The course was designed for students with little or no experience in data science. It consisted of seven two-hour lectures, each followed by a homework assignment. We (Blaz and Janez) lectured on data visualization, classification, regression, clustering, data projection and image analytics. We paid special attention to the problems of overfitting, use of regularization, and proper ways of testing and scoring of modeling methods.

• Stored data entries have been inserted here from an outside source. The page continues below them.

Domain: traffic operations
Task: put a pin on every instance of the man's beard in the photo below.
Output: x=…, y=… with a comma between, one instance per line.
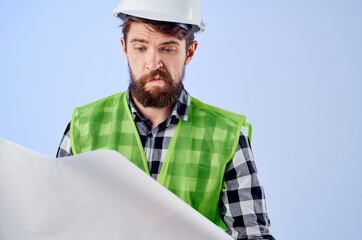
x=156, y=97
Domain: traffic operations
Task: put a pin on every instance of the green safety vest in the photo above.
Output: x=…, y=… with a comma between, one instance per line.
x=196, y=158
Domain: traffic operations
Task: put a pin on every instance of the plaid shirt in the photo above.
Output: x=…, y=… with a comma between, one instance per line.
x=242, y=201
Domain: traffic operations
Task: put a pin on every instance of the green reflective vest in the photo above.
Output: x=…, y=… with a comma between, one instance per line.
x=196, y=158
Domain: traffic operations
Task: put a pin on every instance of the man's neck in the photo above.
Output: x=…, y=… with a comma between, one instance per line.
x=155, y=115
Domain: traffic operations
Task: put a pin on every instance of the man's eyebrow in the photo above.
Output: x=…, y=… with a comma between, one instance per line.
x=171, y=42
x=138, y=40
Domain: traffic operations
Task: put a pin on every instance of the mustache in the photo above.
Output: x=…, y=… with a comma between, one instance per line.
x=164, y=74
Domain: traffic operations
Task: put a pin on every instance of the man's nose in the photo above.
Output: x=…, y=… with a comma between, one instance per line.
x=153, y=61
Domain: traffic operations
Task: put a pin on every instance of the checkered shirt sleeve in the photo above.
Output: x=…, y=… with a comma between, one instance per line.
x=242, y=201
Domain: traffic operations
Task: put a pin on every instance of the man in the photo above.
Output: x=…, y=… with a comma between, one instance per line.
x=199, y=152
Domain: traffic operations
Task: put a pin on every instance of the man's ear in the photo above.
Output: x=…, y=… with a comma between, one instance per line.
x=191, y=52
x=123, y=42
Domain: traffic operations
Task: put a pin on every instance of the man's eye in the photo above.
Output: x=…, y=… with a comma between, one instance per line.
x=140, y=49
x=169, y=50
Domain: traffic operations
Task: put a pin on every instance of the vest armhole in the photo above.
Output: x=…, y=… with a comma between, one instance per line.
x=71, y=132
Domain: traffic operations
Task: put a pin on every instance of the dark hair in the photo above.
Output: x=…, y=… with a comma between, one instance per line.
x=167, y=28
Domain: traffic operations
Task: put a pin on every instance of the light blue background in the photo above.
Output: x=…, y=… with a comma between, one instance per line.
x=294, y=68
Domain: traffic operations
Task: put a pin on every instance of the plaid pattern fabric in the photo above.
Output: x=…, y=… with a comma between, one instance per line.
x=242, y=202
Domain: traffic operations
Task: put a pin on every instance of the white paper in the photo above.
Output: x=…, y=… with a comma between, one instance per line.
x=96, y=195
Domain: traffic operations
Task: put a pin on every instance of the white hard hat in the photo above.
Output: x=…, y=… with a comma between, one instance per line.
x=177, y=11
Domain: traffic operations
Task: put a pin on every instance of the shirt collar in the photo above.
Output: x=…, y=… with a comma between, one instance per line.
x=180, y=110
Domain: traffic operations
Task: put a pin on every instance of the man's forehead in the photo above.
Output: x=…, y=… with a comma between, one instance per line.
x=141, y=32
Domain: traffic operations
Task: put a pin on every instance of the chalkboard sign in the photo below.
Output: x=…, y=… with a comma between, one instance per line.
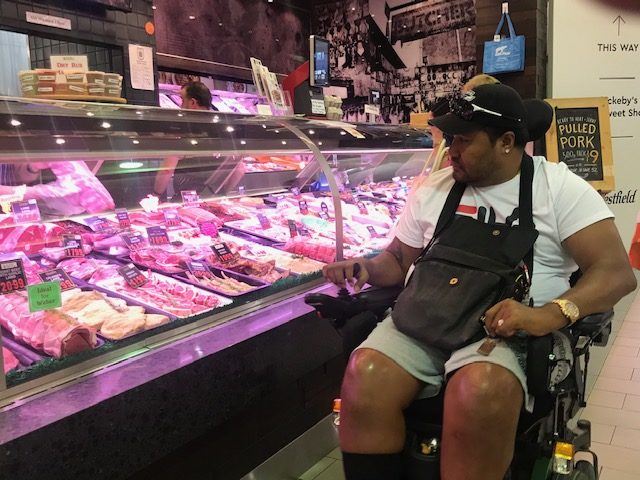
x=580, y=136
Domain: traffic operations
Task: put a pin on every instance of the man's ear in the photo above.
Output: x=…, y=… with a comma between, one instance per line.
x=508, y=141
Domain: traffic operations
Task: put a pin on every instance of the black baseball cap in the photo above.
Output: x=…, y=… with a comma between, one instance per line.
x=495, y=105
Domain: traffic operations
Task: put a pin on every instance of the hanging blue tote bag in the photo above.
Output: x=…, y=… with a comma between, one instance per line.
x=503, y=55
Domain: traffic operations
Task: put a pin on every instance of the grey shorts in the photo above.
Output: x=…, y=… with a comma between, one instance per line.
x=432, y=365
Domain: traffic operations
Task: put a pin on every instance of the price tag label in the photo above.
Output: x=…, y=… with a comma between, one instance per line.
x=171, y=218
x=44, y=296
x=209, y=228
x=25, y=211
x=12, y=276
x=293, y=229
x=264, y=221
x=304, y=231
x=157, y=236
x=58, y=275
x=123, y=217
x=199, y=269
x=72, y=246
x=97, y=224
x=223, y=252
x=133, y=276
x=134, y=241
x=190, y=198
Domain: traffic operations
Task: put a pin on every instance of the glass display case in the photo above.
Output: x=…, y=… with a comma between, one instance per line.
x=154, y=224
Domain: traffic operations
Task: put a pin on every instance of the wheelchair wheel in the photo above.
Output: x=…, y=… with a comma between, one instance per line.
x=583, y=470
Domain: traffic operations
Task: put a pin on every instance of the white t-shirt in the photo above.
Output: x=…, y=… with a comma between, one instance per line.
x=563, y=204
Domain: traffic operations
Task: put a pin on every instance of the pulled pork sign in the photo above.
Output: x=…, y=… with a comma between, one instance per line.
x=427, y=18
x=580, y=136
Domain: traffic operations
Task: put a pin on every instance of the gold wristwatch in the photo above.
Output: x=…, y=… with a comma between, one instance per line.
x=569, y=309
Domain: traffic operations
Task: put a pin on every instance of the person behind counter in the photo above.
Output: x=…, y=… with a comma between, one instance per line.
x=74, y=190
x=195, y=96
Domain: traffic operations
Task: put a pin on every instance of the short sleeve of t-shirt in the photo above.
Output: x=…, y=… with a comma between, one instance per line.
x=577, y=204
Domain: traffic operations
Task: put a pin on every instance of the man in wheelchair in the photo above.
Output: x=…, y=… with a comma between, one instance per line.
x=485, y=372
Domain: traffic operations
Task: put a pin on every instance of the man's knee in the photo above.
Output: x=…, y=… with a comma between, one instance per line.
x=484, y=388
x=373, y=379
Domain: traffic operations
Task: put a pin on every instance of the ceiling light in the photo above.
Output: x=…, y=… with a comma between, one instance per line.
x=129, y=165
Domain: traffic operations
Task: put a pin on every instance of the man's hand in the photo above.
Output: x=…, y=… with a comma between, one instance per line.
x=508, y=317
x=346, y=273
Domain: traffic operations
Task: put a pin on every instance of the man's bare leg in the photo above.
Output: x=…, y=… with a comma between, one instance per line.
x=481, y=412
x=375, y=391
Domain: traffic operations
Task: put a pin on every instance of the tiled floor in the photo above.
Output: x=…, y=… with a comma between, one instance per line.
x=613, y=402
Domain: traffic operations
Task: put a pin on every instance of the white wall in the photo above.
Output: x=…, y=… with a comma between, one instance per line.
x=588, y=60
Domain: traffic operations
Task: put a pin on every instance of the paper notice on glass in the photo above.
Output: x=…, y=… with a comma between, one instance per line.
x=141, y=66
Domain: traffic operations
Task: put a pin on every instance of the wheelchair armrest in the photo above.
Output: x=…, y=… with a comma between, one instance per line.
x=345, y=306
x=596, y=327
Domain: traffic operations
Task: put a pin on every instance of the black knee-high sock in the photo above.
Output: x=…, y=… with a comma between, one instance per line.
x=378, y=466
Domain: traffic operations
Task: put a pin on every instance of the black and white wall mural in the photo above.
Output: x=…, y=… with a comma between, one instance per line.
x=408, y=54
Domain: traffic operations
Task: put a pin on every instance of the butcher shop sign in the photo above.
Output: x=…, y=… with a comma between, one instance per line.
x=44, y=296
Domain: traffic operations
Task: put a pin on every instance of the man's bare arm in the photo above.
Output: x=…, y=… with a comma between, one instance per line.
x=384, y=270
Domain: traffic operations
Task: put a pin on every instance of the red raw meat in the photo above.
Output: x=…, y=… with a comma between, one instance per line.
x=10, y=361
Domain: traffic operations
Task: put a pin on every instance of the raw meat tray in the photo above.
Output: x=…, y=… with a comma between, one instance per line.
x=253, y=281
x=106, y=286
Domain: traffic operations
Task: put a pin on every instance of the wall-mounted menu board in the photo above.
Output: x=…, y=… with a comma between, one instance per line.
x=580, y=136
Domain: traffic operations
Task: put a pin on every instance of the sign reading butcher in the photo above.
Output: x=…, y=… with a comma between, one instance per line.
x=428, y=18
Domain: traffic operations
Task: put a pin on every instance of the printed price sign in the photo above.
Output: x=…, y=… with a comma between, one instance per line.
x=134, y=241
x=209, y=228
x=264, y=221
x=97, y=224
x=133, y=276
x=58, y=275
x=293, y=229
x=44, y=296
x=12, y=276
x=157, y=236
x=199, y=269
x=190, y=198
x=223, y=252
x=123, y=217
x=304, y=231
x=171, y=218
x=25, y=211
x=72, y=246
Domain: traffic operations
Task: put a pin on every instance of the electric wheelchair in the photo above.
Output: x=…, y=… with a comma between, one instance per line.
x=556, y=374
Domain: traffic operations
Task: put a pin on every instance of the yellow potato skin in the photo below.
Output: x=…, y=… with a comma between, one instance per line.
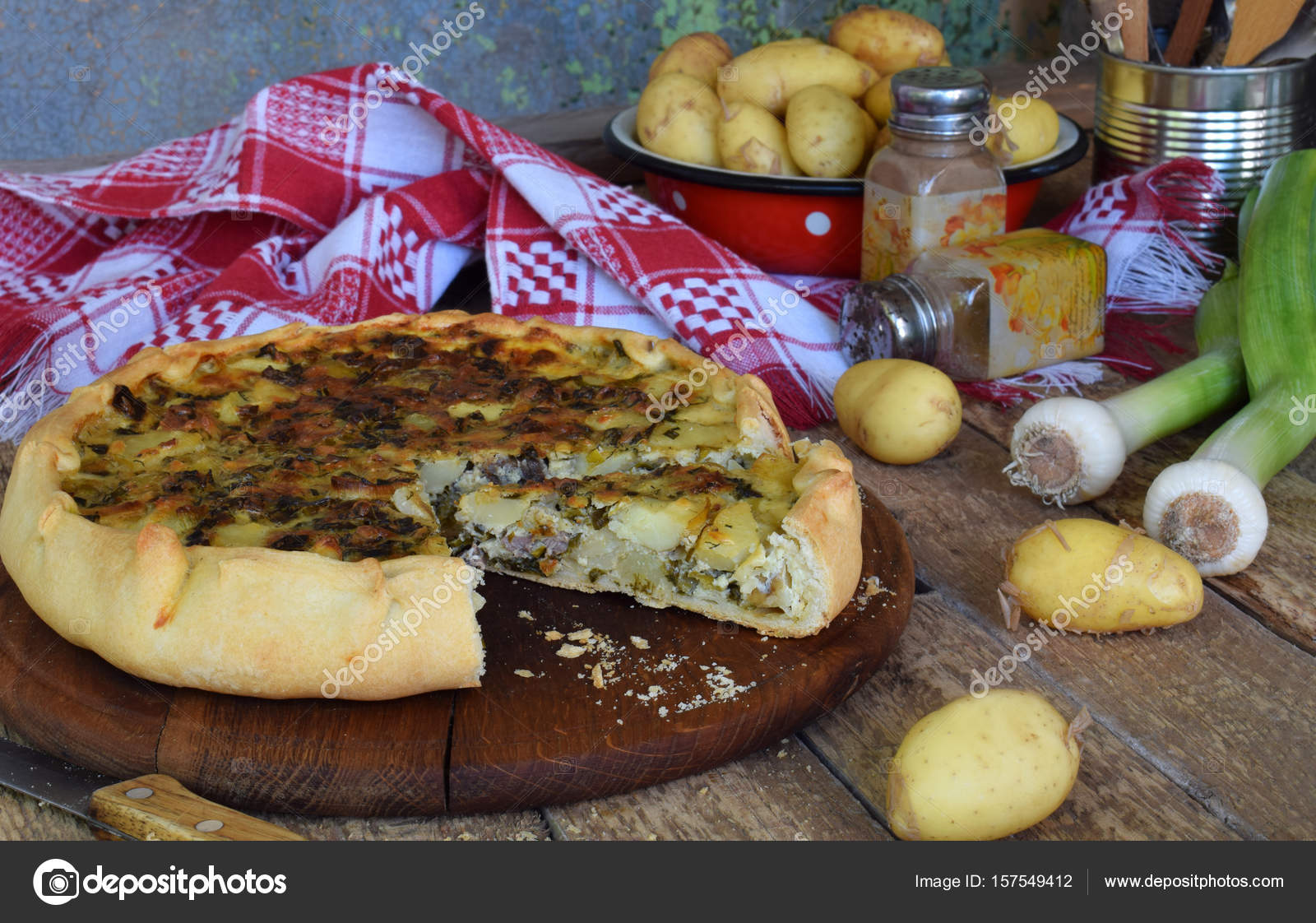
x=772, y=74
x=750, y=138
x=887, y=39
x=826, y=132
x=878, y=100
x=982, y=768
x=1107, y=580
x=898, y=411
x=1033, y=131
x=678, y=118
x=697, y=54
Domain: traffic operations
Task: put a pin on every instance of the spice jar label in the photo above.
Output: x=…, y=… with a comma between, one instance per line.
x=1048, y=295
x=898, y=227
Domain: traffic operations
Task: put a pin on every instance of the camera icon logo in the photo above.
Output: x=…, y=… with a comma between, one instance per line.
x=56, y=881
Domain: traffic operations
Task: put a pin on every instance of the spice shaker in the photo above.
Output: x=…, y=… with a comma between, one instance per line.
x=932, y=186
x=987, y=308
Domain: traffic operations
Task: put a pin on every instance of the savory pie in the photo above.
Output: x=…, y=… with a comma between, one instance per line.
x=257, y=514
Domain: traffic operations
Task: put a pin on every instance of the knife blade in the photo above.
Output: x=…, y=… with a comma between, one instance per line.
x=148, y=807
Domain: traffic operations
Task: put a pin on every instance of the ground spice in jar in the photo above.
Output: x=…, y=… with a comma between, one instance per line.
x=932, y=186
x=987, y=308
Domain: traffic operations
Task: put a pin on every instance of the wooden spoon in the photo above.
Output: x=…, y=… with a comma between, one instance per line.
x=1188, y=32
x=1258, y=24
x=1135, y=32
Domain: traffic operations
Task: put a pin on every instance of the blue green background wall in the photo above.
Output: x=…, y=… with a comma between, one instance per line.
x=100, y=77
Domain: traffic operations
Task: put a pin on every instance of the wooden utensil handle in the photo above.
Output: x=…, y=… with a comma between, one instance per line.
x=158, y=807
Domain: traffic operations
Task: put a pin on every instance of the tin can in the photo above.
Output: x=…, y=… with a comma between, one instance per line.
x=1236, y=118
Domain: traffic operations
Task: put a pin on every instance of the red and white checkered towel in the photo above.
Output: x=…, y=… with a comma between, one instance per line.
x=357, y=192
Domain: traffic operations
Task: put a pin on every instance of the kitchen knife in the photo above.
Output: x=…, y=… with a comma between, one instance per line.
x=148, y=807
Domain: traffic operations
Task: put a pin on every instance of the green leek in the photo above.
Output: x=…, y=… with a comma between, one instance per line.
x=1210, y=508
x=1072, y=449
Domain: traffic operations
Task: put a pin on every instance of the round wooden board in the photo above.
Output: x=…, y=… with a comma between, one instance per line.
x=697, y=695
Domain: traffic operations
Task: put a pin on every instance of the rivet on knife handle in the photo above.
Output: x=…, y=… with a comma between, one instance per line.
x=158, y=807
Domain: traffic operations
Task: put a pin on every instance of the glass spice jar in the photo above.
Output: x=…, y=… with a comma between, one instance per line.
x=932, y=186
x=987, y=308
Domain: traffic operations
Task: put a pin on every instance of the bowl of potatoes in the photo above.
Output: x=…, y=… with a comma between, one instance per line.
x=765, y=151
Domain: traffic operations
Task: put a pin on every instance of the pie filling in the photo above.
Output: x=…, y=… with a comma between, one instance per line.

The course was hands-on. The lectures were practical. They typically started with some data set and explained data mining techniques through designing data analysis workflows in Orange. Besides some standard machine learning and bioinformatics data sets, we have also painted the data to explore, say, the benefits of different classification techniques or design data sets where k-means clustering would fail.
This year, the course benefited from several new Orange widgets. The recently published interactive k-means widget was used to explain the inner working of this clustering algorithm, and polynomial classification widget was helpful in discussion of decision boundaries of classification algorithms. Silhouette plot was used to show how to evaluate and explore the results of clustering. And finally, we explained concepts from deep learning using image embedding to show how already trained networks can be used for clustering and classification of images.